The connections between hip hop and jazz are obviously pretty intense. There's a sort of incestual relationship there most voracious expressed through the Jazzmatazz recordings from Guru during the latter half of the '90s and into the new millennium. But while those discs sought to fully integrate the two genres - like the Roots, but not as adept - some players and musicians kept to their own genre while being able to influence both.
With that dichotomy, there's also the fact that the white portion of hip hop's audience wasn't (for the most part) privy to hearing the random assortment of smooth jazz and fusion coming from parent's stereos during the '70s. So the ability for a segment of the rap buying/listening audience, while able to appreciate sampled musics, might not be able to identify or even appreciate the source material as a whole. That's not good or bad, it just is.

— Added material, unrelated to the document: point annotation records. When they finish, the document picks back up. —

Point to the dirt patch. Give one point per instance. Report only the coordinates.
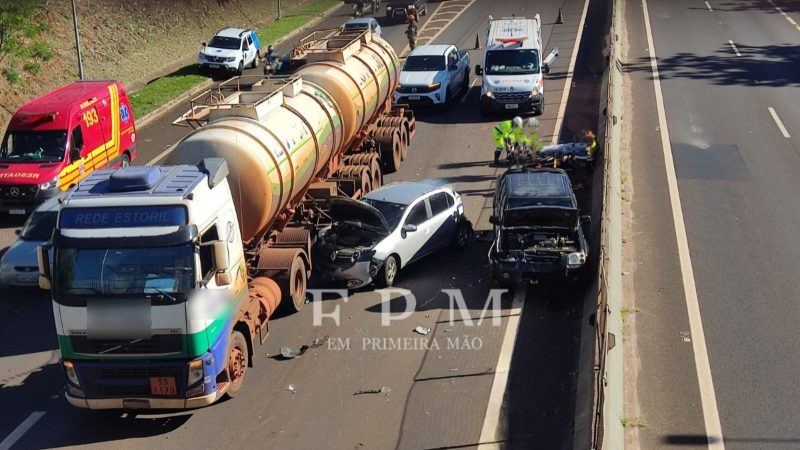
(133, 41)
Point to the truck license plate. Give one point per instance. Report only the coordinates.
(163, 386)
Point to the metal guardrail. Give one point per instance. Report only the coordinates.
(606, 426)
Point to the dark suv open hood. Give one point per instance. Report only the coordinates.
(541, 216)
(353, 211)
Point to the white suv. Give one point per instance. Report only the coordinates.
(391, 227)
(231, 50)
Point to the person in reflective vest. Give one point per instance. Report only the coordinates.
(507, 132)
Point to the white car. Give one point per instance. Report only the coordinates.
(19, 266)
(361, 24)
(230, 50)
(375, 237)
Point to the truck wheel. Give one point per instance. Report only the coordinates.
(238, 360)
(388, 272)
(293, 286)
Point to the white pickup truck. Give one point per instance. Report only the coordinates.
(433, 75)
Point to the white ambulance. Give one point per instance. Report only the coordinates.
(513, 69)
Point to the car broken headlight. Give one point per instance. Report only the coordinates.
(575, 259)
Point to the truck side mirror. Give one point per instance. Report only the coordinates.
(43, 259)
(221, 260)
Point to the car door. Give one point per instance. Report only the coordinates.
(442, 222)
(411, 242)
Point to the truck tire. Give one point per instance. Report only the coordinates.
(388, 272)
(238, 360)
(462, 235)
(293, 286)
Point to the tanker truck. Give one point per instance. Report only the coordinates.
(164, 277)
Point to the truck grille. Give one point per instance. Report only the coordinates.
(134, 373)
(512, 97)
(158, 344)
(18, 191)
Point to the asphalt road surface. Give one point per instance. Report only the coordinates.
(730, 78)
(438, 396)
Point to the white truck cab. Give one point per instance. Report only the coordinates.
(513, 70)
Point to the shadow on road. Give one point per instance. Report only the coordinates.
(768, 65)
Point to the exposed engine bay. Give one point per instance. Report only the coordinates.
(539, 241)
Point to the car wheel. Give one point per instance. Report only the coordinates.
(388, 272)
(462, 236)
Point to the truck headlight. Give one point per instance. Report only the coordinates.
(52, 184)
(575, 259)
(195, 372)
(72, 376)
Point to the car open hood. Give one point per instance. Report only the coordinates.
(353, 211)
(541, 216)
(414, 78)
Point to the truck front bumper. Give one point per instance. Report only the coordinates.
(511, 105)
(24, 205)
(436, 97)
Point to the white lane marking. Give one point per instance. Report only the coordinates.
(491, 419)
(778, 122)
(160, 155)
(708, 396)
(733, 46)
(568, 81)
(21, 429)
(783, 13)
(438, 33)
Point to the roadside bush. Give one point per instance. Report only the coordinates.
(32, 68)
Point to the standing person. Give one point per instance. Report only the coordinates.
(411, 31)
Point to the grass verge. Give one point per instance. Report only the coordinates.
(169, 87)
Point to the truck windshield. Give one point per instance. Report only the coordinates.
(427, 63)
(518, 62)
(39, 226)
(125, 271)
(227, 43)
(33, 146)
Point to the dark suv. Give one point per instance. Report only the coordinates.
(397, 11)
(538, 233)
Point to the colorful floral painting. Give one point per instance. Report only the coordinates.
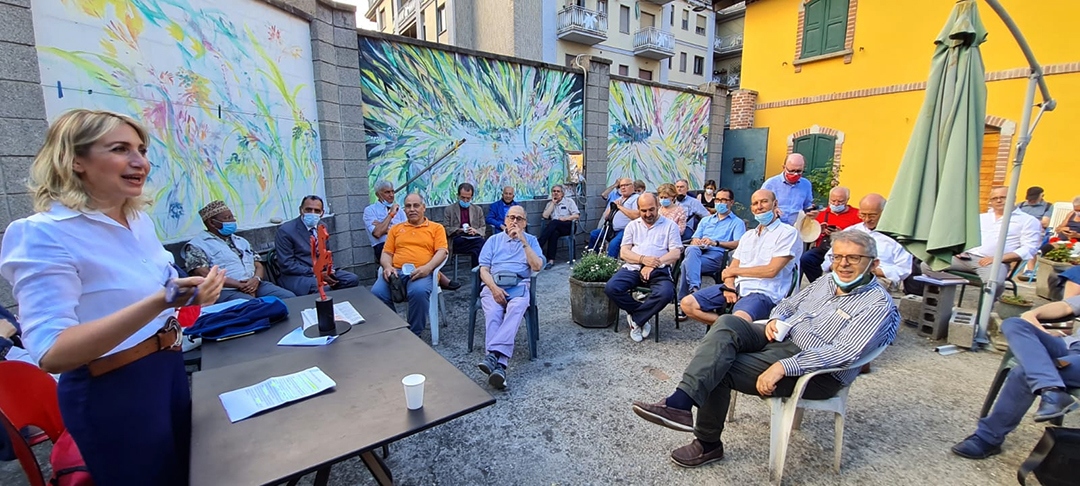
(225, 89)
(657, 135)
(517, 121)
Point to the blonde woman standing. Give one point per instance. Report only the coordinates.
(97, 297)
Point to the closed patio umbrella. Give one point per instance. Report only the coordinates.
(933, 207)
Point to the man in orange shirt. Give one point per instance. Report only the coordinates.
(414, 250)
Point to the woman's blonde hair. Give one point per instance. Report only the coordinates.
(667, 189)
(52, 174)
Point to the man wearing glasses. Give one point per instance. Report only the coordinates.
(829, 324)
(794, 193)
(1025, 233)
(715, 235)
(218, 245)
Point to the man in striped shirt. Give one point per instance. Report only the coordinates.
(831, 324)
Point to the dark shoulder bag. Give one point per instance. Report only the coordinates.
(1055, 460)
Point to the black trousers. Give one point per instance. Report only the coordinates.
(550, 235)
(731, 356)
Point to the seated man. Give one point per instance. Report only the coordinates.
(760, 270)
(464, 225)
(505, 265)
(837, 217)
(420, 244)
(895, 262)
(1049, 362)
(715, 235)
(650, 245)
(293, 247)
(381, 215)
(624, 210)
(561, 213)
(833, 323)
(232, 254)
(1024, 235)
(497, 212)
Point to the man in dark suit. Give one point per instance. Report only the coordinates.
(293, 247)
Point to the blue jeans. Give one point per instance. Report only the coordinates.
(623, 282)
(612, 246)
(1036, 352)
(696, 261)
(419, 296)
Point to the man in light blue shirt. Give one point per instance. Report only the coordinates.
(794, 193)
(715, 234)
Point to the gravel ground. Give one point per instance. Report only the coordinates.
(566, 417)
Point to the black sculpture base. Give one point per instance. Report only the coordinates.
(327, 325)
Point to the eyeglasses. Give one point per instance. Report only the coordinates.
(850, 259)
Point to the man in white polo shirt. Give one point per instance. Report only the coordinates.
(760, 269)
(650, 246)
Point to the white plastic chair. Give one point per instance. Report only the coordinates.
(787, 415)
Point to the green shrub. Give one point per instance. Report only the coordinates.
(595, 268)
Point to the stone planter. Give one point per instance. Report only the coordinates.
(590, 306)
(1048, 285)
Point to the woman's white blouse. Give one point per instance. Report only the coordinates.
(68, 267)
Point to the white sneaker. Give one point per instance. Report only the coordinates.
(635, 332)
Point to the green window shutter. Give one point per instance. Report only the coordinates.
(836, 26)
(813, 28)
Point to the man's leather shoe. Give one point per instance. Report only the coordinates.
(694, 455)
(662, 415)
(1055, 403)
(975, 448)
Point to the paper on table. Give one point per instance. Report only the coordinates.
(342, 311)
(273, 392)
(297, 338)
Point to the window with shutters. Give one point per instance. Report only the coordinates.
(826, 29)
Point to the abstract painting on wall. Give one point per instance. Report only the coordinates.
(657, 135)
(518, 122)
(225, 89)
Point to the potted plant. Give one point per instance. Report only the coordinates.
(589, 305)
(1052, 264)
(1013, 306)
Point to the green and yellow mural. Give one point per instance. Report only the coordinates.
(657, 135)
(225, 89)
(518, 121)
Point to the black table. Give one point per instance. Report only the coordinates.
(364, 412)
(378, 318)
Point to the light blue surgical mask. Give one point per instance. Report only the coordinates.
(228, 228)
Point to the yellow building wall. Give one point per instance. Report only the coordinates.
(892, 45)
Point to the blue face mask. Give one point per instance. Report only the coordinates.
(228, 228)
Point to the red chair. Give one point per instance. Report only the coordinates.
(28, 397)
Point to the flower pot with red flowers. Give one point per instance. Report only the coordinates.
(1064, 256)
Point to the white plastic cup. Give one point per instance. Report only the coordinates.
(414, 391)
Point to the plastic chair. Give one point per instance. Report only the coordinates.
(787, 415)
(28, 397)
(531, 314)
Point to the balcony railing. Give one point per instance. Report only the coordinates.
(653, 43)
(578, 24)
(728, 43)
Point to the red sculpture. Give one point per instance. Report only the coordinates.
(322, 261)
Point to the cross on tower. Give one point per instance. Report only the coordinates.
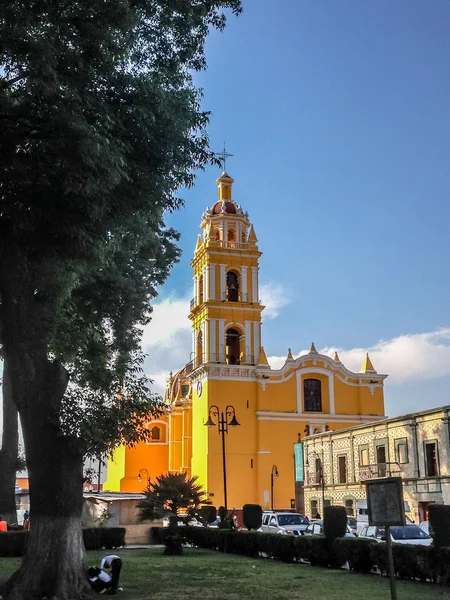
(224, 155)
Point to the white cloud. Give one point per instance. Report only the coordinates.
(167, 338)
(406, 358)
(273, 296)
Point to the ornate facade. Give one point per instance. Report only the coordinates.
(229, 376)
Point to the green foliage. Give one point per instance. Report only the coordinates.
(96, 538)
(334, 522)
(171, 493)
(439, 517)
(252, 515)
(13, 543)
(356, 552)
(208, 514)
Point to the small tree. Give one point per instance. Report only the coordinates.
(252, 515)
(334, 522)
(439, 517)
(172, 493)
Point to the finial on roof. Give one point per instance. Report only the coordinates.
(367, 366)
(252, 239)
(262, 359)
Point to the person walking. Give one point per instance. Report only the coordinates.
(113, 564)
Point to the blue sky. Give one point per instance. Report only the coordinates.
(337, 116)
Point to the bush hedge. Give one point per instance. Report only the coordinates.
(13, 543)
(252, 516)
(96, 538)
(362, 555)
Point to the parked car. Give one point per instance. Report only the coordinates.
(404, 534)
(283, 522)
(353, 525)
(316, 528)
(426, 526)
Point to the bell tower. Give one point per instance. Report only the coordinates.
(226, 311)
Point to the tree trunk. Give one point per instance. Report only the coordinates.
(53, 565)
(9, 451)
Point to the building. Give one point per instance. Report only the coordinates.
(415, 447)
(228, 381)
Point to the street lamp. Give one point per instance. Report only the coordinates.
(148, 476)
(319, 471)
(227, 418)
(273, 474)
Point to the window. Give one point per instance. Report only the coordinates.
(431, 461)
(381, 460)
(342, 465)
(401, 450)
(350, 507)
(232, 347)
(363, 456)
(232, 287)
(318, 470)
(312, 393)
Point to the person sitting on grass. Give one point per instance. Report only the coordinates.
(114, 564)
(99, 580)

I've found that no matter how many Gil Scott Heron records I get through, there's usually as much nonsense as groove. And that might be roughly the same for Weldon Irvine.
Even if Weldon, a pianist, composer and writer was able to churn out a string of well received jazz and funk discs during the early portion of the '70s, those ended up not just affecting jazz - Stanley Turrentine covered Weldon's "Sister Sanctified" - but hip hop as well through the use of samples. I mean if Boogie Down Productions uses your work as the basis for a track, you're made, to say the least.

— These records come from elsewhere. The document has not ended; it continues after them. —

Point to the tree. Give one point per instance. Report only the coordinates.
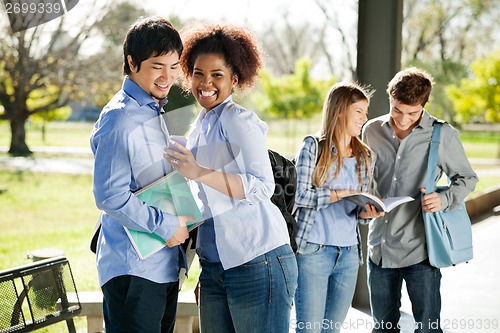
(293, 96)
(477, 98)
(443, 37)
(42, 61)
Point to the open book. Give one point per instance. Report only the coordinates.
(386, 205)
(171, 194)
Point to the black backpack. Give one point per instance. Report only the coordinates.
(285, 179)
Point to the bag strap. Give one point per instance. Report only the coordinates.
(433, 158)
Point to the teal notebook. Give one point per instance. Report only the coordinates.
(170, 194)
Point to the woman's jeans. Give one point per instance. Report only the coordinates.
(327, 280)
(422, 282)
(254, 297)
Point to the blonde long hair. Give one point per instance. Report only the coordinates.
(333, 126)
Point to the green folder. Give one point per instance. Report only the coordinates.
(171, 194)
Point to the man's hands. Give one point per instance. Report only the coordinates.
(370, 213)
(431, 202)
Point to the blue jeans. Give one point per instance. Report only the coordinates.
(422, 282)
(327, 279)
(255, 297)
(136, 305)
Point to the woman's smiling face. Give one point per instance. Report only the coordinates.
(212, 81)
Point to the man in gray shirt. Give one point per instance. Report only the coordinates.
(400, 141)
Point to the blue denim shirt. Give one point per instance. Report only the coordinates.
(232, 140)
(127, 142)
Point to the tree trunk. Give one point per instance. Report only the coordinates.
(18, 146)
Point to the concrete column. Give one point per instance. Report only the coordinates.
(378, 59)
(379, 48)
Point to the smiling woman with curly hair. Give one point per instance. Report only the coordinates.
(248, 269)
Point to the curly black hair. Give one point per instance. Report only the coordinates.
(236, 45)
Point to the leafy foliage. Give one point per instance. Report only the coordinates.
(292, 96)
(477, 98)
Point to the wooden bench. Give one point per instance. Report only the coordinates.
(35, 295)
(91, 303)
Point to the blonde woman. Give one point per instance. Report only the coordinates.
(329, 248)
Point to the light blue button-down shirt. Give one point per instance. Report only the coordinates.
(232, 140)
(127, 142)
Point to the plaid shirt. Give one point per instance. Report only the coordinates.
(309, 199)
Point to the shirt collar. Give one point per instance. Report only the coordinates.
(133, 90)
(426, 120)
(218, 109)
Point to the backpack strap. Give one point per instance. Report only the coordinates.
(433, 157)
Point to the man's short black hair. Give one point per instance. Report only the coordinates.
(149, 37)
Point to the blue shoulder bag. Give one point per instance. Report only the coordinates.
(448, 233)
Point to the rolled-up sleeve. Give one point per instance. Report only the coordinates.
(247, 133)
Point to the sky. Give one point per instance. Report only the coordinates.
(246, 12)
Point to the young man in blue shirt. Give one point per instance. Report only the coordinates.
(127, 142)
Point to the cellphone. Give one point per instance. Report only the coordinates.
(179, 139)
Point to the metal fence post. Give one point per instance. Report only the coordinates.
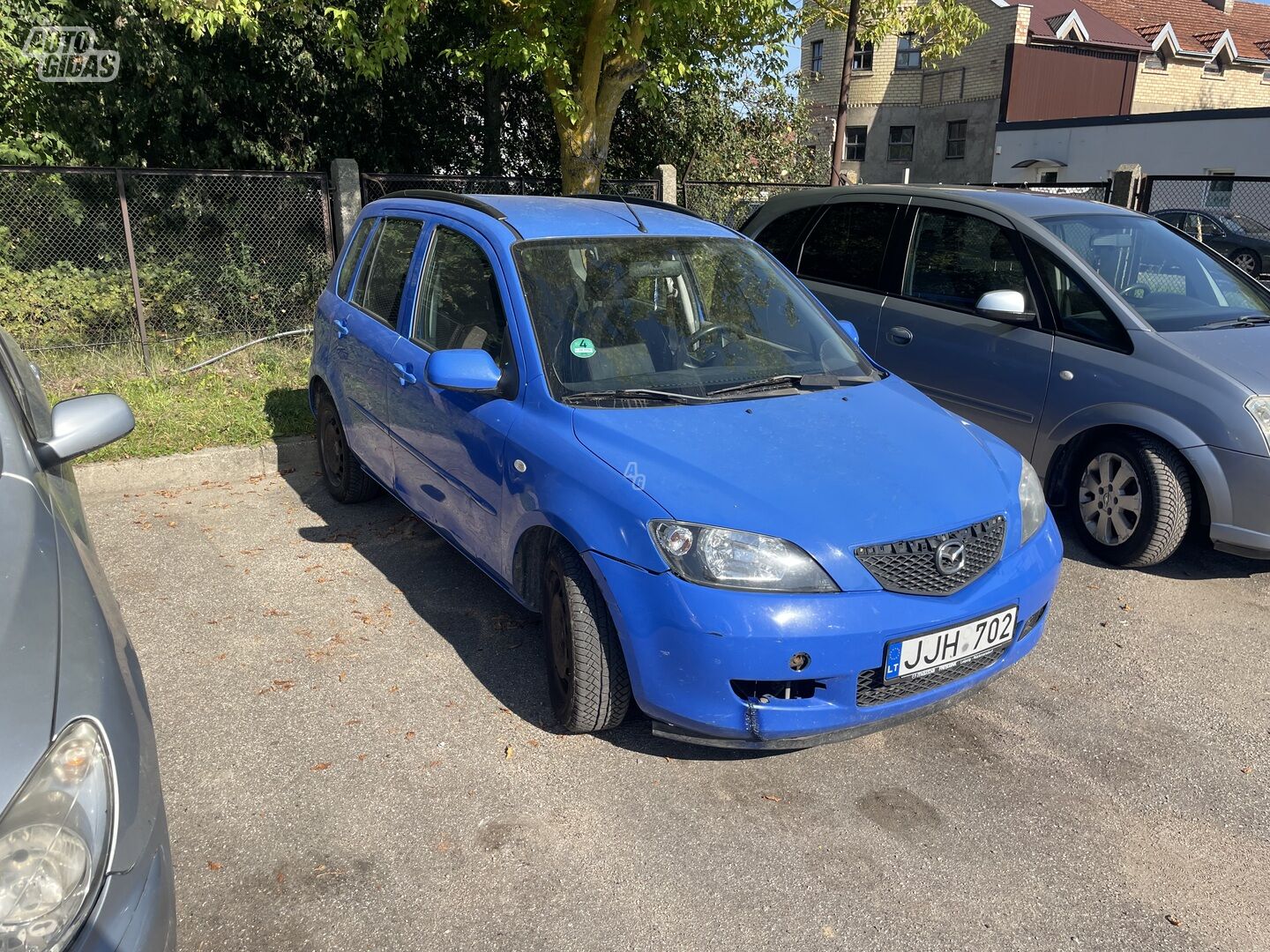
(667, 187)
(132, 271)
(346, 187)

But prior to that Weldon worked with Kenny Dorham, Joe Henderson and eventually led Nina Simone's ensemble, arranged her charts and handled some of the business of her career. Working with an overtly politicized singer during the '60s served, to a certain extent, to awaken Weldon's awareness. Of course, growing up during the '50s in a southern state probably made as big an impact as anything else. But out of his work with Simone, Weldon would go on to record under his own name.
The first half of the '70s found Weldon amidst a creative fervor, releasing an album a year from '72 through '76. And of course, while the quality and consistency of those records could be called into question, one's ability to pick out a loop, groove or break is pretty easy.
On his debut as a leader - the 1972 Liberated Brother - the pianist works between more traditional acoustic sounds and some out and out jazz funk. There, honestly, isn't anything absolutely stellar here. And as the electric tracks come off a bit better, the disc doesn't really get underway until "Mr. Clean," the discs fourth track. There're enough keyboard lines and funky drumming to get the song over. But the album closer is probably what Weldon is best known for. The aforementioned "Sister Sanctified," begins with a heavy electric keyboard line and moves into that well known melody. Honestly, though, the Turrentine version is a bit more satisfying and void of the cheese that ends up propelling this track and album.